Broad markets; Amid the heightened geopolitical tension, and risk that markets could pull back if the Fed puts the peddle to the metal with interest rates, we are adopting a defensive stance to equities; and see gold regaining a position as a hedge as its usually outperforms when official interest rates rise. On top of that, given the increasing price of oil expectation it could test $100 in the second half of the year, it could be worth considering a position. And to minimise downside to equities, you could consider taking some profits off the table or perhaps hedging your portfolio by shorting the S&P500 and Nasdaq for example.
Asian Markets: We are expecting the current divergence in monetary policies between China and the U.S. to see result in relative outperformance of the Hong Kong and Chinese A-share markets in the first half of 2022.

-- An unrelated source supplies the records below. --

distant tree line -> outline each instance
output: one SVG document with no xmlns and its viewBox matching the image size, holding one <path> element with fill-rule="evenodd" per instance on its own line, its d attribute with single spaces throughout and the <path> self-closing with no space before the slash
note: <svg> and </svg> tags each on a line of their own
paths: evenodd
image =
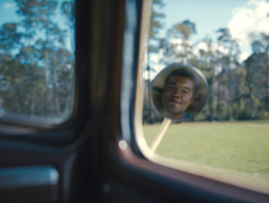
<svg viewBox="0 0 269 203">
<path fill-rule="evenodd" d="M 208 102 L 196 119 L 269 119 L 269 35 L 250 35 L 252 54 L 240 63 L 238 45 L 228 29 L 221 28 L 217 31 L 216 42 L 208 37 L 191 45 L 189 38 L 196 33 L 196 27 L 195 23 L 189 20 L 177 23 L 168 30 L 165 38 L 158 39 L 157 50 L 155 48 L 149 50 L 150 54 L 161 50 L 163 57 L 160 61 L 163 64 L 191 64 L 205 75 L 209 88 Z M 150 81 L 147 79 L 145 82 L 143 121 L 153 123 L 151 113 L 154 115 L 155 122 L 161 121 L 162 118 L 155 109 L 153 108 L 151 113 L 148 94 Z"/>
<path fill-rule="evenodd" d="M 0 115 L 49 118 L 68 113 L 73 86 L 73 42 L 68 50 L 67 31 L 55 19 L 58 8 L 73 32 L 73 2 L 15 1 L 18 21 L 0 27 Z"/>
</svg>

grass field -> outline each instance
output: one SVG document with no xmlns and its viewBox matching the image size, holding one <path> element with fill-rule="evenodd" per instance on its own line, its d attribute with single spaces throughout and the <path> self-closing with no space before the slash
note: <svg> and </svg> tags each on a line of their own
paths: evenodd
<svg viewBox="0 0 269 203">
<path fill-rule="evenodd" d="M 160 124 L 144 126 L 149 146 Z M 220 170 L 269 192 L 269 122 L 171 124 L 157 154 Z"/>
</svg>

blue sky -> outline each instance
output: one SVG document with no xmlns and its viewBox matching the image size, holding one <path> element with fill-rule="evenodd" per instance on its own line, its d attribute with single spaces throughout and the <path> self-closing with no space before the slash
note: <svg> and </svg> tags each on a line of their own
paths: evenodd
<svg viewBox="0 0 269 203">
<path fill-rule="evenodd" d="M 53 16 L 52 20 L 57 23 L 62 29 L 67 29 L 67 37 L 66 40 L 66 46 L 69 50 L 71 50 L 71 40 L 70 32 L 68 28 L 65 25 L 65 17 L 62 15 L 61 6 L 63 0 L 58 1 L 58 6 L 55 12 L 56 15 Z M 18 8 L 15 1 L 13 0 L 1 0 L 0 1 L 0 26 L 7 23 L 16 22 L 20 20 L 20 17 L 16 13 Z M 38 37 L 44 37 L 44 34 L 39 33 Z M 73 36 L 73 37 L 74 37 Z"/>
<path fill-rule="evenodd" d="M 269 0 L 164 2 L 165 6 L 159 10 L 166 15 L 163 20 L 165 26 L 160 32 L 160 37 L 165 37 L 168 29 L 187 19 L 195 23 L 196 26 L 197 34 L 190 39 L 193 44 L 206 36 L 215 42 L 218 35 L 215 31 L 219 28 L 228 27 L 239 46 L 240 62 L 251 54 L 250 33 L 264 32 L 269 34 L 269 17 L 267 17 L 269 13 Z"/>
<path fill-rule="evenodd" d="M 197 34 L 193 36 L 194 41 L 201 39 L 207 35 L 215 38 L 215 31 L 227 27 L 233 17 L 232 11 L 243 6 L 247 0 L 225 1 L 216 0 L 189 0 L 164 1 L 163 11 L 166 16 L 165 29 L 189 19 L 195 23 Z M 165 34 L 164 30 L 161 34 Z"/>
<path fill-rule="evenodd" d="M 67 29 L 61 18 L 59 1 L 57 14 L 54 20 L 63 29 Z M 228 27 L 232 37 L 238 40 L 242 60 L 250 53 L 248 35 L 253 32 L 264 32 L 269 34 L 269 18 L 265 18 L 269 12 L 269 0 L 164 0 L 165 5 L 162 9 L 166 17 L 165 26 L 160 36 L 165 36 L 167 29 L 173 25 L 189 19 L 196 26 L 197 34 L 190 40 L 195 43 L 207 36 L 215 41 L 215 31 L 220 27 Z M 17 8 L 12 0 L 0 1 L 0 25 L 6 22 L 17 21 Z M 68 32 L 67 48 L 71 47 L 70 32 Z"/>
</svg>

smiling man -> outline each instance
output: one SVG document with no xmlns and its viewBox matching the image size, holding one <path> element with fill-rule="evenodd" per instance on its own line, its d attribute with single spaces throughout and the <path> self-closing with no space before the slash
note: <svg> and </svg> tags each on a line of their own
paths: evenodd
<svg viewBox="0 0 269 203">
<path fill-rule="evenodd" d="M 194 75 L 186 69 L 171 72 L 165 81 L 162 97 L 164 116 L 178 121 L 190 118 L 186 110 L 192 102 L 197 88 Z"/>
</svg>

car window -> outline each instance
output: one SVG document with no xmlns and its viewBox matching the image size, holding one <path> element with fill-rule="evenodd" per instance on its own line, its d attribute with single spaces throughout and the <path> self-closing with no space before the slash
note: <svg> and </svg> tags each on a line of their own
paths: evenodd
<svg viewBox="0 0 269 203">
<path fill-rule="evenodd" d="M 258 0 L 153 1 L 148 60 L 141 75 L 148 150 L 139 145 L 146 157 L 269 192 L 268 8 L 269 3 Z M 207 102 L 190 121 L 168 124 L 153 155 L 165 119 L 151 98 L 151 85 L 175 63 L 204 75 Z"/>
<path fill-rule="evenodd" d="M 74 1 L 0 3 L 0 117 L 58 124 L 74 85 Z"/>
</svg>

We prefer adopting a defensive stance on equities overall. The heightened tension in Ukraine is likely to add to the momentum of crude oil to continue to make new highs. We see opportunities in upstream energy exposures. Chinese property names may benefit from a favorable shift in government policies. Tip-toeing into the property sector, we prefer higher quality names with relatively strong balance sheets.